Despite some of the more recent negative reports lambasting private equity (and particularly leveraged buyouts), private equity transactions–when executed well–actually do add value, according to the research. The unfortunate aspect of measuring the macro value-add is that it is just that–macro. There may be a large net boon to shareholders down the road, but it can often come at the expense of employee pain, which never really looks positive as a poster-line on the nightly news or a headline on the New York Times. Certainly, private equity is not the poster-child for playing nice and many terrible examples exist where private equity firms have been disingenuous to companies and their employees. I also think that to be fair, private equity is often pigeonholed into one bucket of leveraged buyouts. To the contrary, private equity is actually a very broad term for an industry that engages in everything from minority and majority buyout/buy-in to complete ownership transfer. In doing so, they may provide small (or large) amounts of equity, mezzanine financing and or growth capital. In fact, the lines between venture capital, private equity and family office investors are completely blurred. In many cases, it is difficult to distinguish between them these days.

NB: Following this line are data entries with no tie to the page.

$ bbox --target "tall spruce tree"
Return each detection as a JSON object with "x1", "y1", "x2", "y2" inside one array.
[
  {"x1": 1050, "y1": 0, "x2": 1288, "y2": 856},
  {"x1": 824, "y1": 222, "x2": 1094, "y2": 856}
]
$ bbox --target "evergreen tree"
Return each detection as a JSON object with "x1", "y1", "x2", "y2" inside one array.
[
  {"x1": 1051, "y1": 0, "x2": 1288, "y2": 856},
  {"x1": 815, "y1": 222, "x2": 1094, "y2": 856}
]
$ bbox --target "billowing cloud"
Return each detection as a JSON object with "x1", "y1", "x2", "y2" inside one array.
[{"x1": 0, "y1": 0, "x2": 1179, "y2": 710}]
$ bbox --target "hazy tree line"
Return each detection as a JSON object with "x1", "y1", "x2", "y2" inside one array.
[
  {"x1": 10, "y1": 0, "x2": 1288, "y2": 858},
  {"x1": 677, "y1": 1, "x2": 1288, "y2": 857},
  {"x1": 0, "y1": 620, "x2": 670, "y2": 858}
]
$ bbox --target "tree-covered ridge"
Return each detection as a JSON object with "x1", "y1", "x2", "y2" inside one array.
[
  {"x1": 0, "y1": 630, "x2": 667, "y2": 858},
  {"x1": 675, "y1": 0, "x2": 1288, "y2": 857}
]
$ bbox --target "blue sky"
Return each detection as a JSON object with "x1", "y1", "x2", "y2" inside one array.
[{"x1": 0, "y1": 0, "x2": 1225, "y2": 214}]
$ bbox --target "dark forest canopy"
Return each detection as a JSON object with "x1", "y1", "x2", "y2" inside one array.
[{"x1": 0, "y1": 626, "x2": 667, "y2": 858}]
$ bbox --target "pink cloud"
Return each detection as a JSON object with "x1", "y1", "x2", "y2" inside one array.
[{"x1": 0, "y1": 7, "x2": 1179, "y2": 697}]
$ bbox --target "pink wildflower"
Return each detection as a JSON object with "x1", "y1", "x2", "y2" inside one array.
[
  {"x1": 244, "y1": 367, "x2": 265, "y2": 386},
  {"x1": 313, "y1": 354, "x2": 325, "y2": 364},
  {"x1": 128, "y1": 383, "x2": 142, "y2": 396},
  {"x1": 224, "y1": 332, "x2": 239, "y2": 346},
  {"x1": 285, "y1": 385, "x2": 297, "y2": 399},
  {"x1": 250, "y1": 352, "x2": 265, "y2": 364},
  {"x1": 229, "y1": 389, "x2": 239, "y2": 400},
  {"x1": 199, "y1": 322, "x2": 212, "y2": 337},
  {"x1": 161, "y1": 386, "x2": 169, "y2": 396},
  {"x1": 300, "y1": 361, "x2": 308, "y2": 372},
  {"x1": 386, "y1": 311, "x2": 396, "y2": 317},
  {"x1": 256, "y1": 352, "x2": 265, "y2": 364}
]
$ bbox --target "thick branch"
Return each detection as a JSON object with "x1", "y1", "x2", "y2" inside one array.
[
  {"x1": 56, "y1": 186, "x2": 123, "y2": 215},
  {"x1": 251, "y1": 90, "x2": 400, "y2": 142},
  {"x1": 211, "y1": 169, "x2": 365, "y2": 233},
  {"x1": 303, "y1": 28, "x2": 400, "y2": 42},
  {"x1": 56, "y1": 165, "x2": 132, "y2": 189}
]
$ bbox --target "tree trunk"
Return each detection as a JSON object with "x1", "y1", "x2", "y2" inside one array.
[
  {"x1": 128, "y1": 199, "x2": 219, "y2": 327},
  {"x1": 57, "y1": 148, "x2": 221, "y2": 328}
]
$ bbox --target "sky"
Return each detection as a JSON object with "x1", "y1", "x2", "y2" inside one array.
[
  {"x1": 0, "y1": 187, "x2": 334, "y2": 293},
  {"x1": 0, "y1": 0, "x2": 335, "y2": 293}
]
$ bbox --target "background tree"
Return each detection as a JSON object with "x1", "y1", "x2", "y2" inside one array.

Private equity investors can work for you or against you. It depends on short and long term goals and if there is an internal fit for this type of capital. As companies weight the pros and cons of selling out to a private equity firm, they would be will advised to consider some of the following.
Loss of Control — Unless you are having a complete change of control and 100% sellout, a majority sale to a private equity group is likely to drive a founder nuts. In some cases, a company may even sell a minority interest where the private equity group would like to have a voice in the ongoing operations of the company. Even when this is the case, the original shareholders are likely to take issue with having another cook in the kitchen.
Differing Incentives & Goals — The incentives and goals of private equity vs. the founding shareholders may be woefully different. For instance, a founder may see the business as a means toward providing financial for herself and her employees in a way that creates a quality lifestyle. On the other hand, private equity buyers may see things quite differently. They may be more interested in reporting good results to their Limited Partners.
Employee Turnover — When new buyers come in they typically will try to do everything they can to not rock the boat. Despite their efforts, key employees may have issue with some of the items listed above and ultimately jump ship. This could be detrimental to the company’s ultimate performance.
Debt Burden — In a true leveraged buyout scenario, a private equity group could laden the business with a large amount of debt. Debt can put an unnecessary and costly burden on finance, operations and ultimately the viability of the business to remain as a going concern. If done irresponsibly, it could mean the jobs of those employees who have been loyal to the business for a long time.
Increased Sophistication — Private equity groups are typically run by MBAs with a breadth of experience in managing the finance and operations side of middle-market businesses. They often bring increased sophistication to even the most well-oiled companies. They also tend to look at things from a different perspective, allowing them to tweak areas that the original shareholders may have missed.
Networks & Growth — Many private equity groups who think outside the box may also have connections and ideas leading toward growth outside the box. In many cases they are able to help the business scale to the next level and sell at a premium. In the best cases, they are quite skilled at performing inorganic growth through buy-side M&A.
Financial & Operational Optimization — If there is one thing private equity are adept at, it’s optimizing a business. Even the most well-oiled machines can still benefit from some optimization.
Sellout Premiums — In the past, premiums were typically only paid by those in “strategic” shoes. Today’s liquid private equity market is following the Pareto Principle for deals. That is, financial investors looking for yield are paying premiums for quality private deals where they would not have done a year or two ago. In fact, many financial buyers–by virtue of some of the platform investments they have made–have morphed into strategic buyers in the way they think about growth within their group of investments.
Capital has a cost. Capital also has benefits. Many companies sometimes fail to see the qualitative components of both the cost and benefit of selling (wholly or in part) to private equity. Remember, private equity investors not only have skin in the game, their capital comes with the expertise of owning and operating other companies, many of whom are likely in the same sector. What has been your experience?